Random Thoughts on Software Engineering

Agile vs the agile manifesto

Agile - capital A is a productized and institutionalized approach to software engineering, based on some ideas from the agile manifesto - exacerbating the tensions between discipline and self-discipline. Claiming to require the latter but really mandating on the former. The approach to software development described in the agile manifesto is grounded in self-discipline, whereas traditional project management is based on enforcing discipline through processes. This fundamental difference often causes tension between developers and project managers.

Based on the agile manifesto, developers embraced a discipline they could take ownership of, shifting how they approached their work. The focus turned toward a more adaptive, hands-on style. Developers take responsibility for their tasks, commit to timelines, and ensure their code is reliable and deployment-ready — practices that require strong self-discipline.
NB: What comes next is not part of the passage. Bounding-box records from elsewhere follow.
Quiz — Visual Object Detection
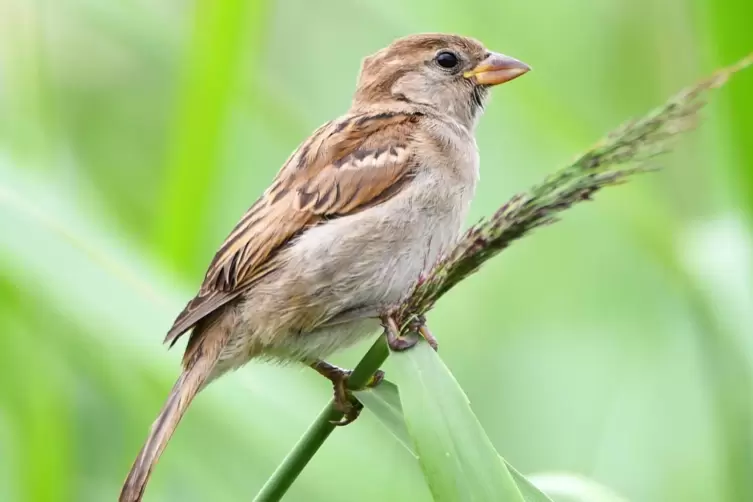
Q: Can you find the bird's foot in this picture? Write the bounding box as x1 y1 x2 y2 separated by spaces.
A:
382 315 437 352
311 360 384 426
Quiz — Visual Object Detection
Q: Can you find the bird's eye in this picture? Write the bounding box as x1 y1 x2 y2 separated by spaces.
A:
436 51 459 70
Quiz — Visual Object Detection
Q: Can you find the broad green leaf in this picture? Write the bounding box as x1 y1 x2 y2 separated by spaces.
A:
531 473 627 502
392 343 525 502
355 360 552 502
354 380 416 455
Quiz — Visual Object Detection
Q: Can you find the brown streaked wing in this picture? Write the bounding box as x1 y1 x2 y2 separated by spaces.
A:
165 112 420 345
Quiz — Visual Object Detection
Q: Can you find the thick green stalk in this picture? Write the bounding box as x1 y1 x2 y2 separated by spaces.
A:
254 337 389 502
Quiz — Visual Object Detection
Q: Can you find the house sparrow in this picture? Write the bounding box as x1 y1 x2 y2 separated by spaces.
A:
120 34 530 502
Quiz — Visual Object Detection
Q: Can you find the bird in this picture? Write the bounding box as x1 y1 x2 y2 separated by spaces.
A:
119 33 531 502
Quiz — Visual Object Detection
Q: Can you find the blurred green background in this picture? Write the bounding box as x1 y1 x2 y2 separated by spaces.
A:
0 0 753 502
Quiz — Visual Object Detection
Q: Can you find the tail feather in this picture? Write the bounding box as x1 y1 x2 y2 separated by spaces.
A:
118 354 217 502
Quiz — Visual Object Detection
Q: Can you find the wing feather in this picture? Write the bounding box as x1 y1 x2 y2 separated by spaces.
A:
165 112 421 346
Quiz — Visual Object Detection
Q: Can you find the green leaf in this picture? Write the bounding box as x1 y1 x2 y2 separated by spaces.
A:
354 356 553 502
354 380 416 456
393 343 525 502
531 473 627 502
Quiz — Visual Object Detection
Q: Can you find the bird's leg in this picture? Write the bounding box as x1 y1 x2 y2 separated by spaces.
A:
382 315 437 352
408 315 439 350
311 359 384 426
382 315 418 352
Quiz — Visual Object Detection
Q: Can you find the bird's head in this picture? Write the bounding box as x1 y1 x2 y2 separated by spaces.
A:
354 33 531 128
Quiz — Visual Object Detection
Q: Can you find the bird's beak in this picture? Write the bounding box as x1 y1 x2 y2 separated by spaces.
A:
463 52 531 85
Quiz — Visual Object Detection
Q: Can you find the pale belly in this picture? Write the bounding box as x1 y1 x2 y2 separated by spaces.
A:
218 168 472 372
Conversely, project management traditionally relies on external discipline. Project managers are responsible for upholding timelines, quality, scope, costs, communication, risk (all the rest of the 10 knowledge areas of PMBOK) —applying these principles in an agile development context often means managing work in short cycles and being responsive to change.

Agile's current challenges arise from its dependence on self-discipline, which demands both experience and humility — qualities increasingly rare in today's AI-augmented IT workforce. As noted by Robert C. Martin (“Uncle Bob”), nearly half of the industry has less than five years of experience (less so each year after 2023, due to slow junior hiring), and the previous trend of the IT workforce doubling every five years has slowed (it is more close to a 30% in the last 5 years - JetBrains data). Some of these relatively inexperienced developers are already labeled as "senior" despite lacking full-lifecycle software delivery experience.
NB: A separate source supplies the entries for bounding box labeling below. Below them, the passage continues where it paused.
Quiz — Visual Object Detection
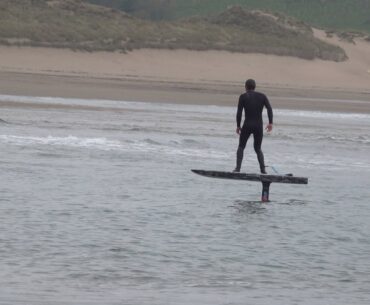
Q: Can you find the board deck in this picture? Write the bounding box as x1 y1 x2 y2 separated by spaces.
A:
191 169 308 184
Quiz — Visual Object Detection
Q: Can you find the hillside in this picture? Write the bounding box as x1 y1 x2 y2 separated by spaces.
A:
88 0 370 33
0 0 346 61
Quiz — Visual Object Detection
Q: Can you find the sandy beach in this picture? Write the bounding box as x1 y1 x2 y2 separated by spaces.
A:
0 30 370 113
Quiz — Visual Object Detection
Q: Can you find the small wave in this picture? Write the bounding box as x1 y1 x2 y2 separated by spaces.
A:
0 135 230 159
0 135 120 149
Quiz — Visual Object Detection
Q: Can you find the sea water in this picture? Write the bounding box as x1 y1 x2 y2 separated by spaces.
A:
0 96 370 305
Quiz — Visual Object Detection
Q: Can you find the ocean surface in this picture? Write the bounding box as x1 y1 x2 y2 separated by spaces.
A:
0 96 370 305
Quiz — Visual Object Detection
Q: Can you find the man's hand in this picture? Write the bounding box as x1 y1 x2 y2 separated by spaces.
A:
265 124 272 132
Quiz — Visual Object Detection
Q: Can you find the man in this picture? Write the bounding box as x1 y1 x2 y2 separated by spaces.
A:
234 79 273 174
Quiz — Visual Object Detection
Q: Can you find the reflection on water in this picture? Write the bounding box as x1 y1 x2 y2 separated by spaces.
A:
230 200 268 214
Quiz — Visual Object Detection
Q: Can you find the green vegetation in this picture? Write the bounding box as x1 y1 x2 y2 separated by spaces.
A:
0 0 346 61
88 0 370 33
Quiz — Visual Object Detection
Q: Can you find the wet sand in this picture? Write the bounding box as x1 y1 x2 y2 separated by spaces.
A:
0 31 370 113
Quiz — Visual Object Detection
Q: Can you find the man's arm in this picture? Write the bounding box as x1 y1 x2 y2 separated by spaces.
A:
236 96 243 134
236 96 243 127
265 96 273 131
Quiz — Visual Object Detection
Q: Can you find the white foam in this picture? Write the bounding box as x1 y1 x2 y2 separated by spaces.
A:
0 95 370 121
0 135 230 159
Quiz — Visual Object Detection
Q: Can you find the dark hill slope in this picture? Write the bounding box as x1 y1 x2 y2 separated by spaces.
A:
0 0 346 61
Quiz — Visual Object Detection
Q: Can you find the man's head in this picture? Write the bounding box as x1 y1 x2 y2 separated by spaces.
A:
245 79 256 90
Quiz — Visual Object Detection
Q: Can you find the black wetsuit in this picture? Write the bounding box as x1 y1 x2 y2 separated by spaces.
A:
236 90 273 173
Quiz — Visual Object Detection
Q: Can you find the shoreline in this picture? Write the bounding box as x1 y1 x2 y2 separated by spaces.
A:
0 30 370 113
0 71 370 113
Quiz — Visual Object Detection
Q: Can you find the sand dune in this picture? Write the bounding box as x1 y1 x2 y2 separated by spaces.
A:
0 30 370 112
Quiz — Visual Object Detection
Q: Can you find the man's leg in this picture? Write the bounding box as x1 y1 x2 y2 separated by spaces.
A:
253 128 266 174
233 126 251 173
This results in project managers often leading teams where many members are still early in their careers — many of them young men (having rebel tendencies 😊) — who may not yet have developed the required level of self-discipline. In such cases, external discipline becomes necessary — this is where project management reasserts itself.

Consequently, developers may view Agile (capital A) as a form of control, while managers worry about losing oversight due to its flexible nature. Both sides often misunderstand what is outlined in the agile manifesto, each believing it can function without the other. But as modern projects grow more complex and user expectations for top-tier digital experiences increase, there’s a risk of distorting Agile into something it was never meant to be (SAFe (Scaled Agile Framework), LeSS (Large Scale Scrum), Nexus, Disciplined Agile Delivery (DAD), Spotify Model, Scrum@Scale, Enterprise Kanban, FAST Agile, DaD (Disciplined Agile Delivery), OpenAgile, etc.).

💡 Alistair Cockburn, one of the agile manifesto's founding voices, put it best: "Agile is a contract between hard-driving managers and developers who need space to think and experiment."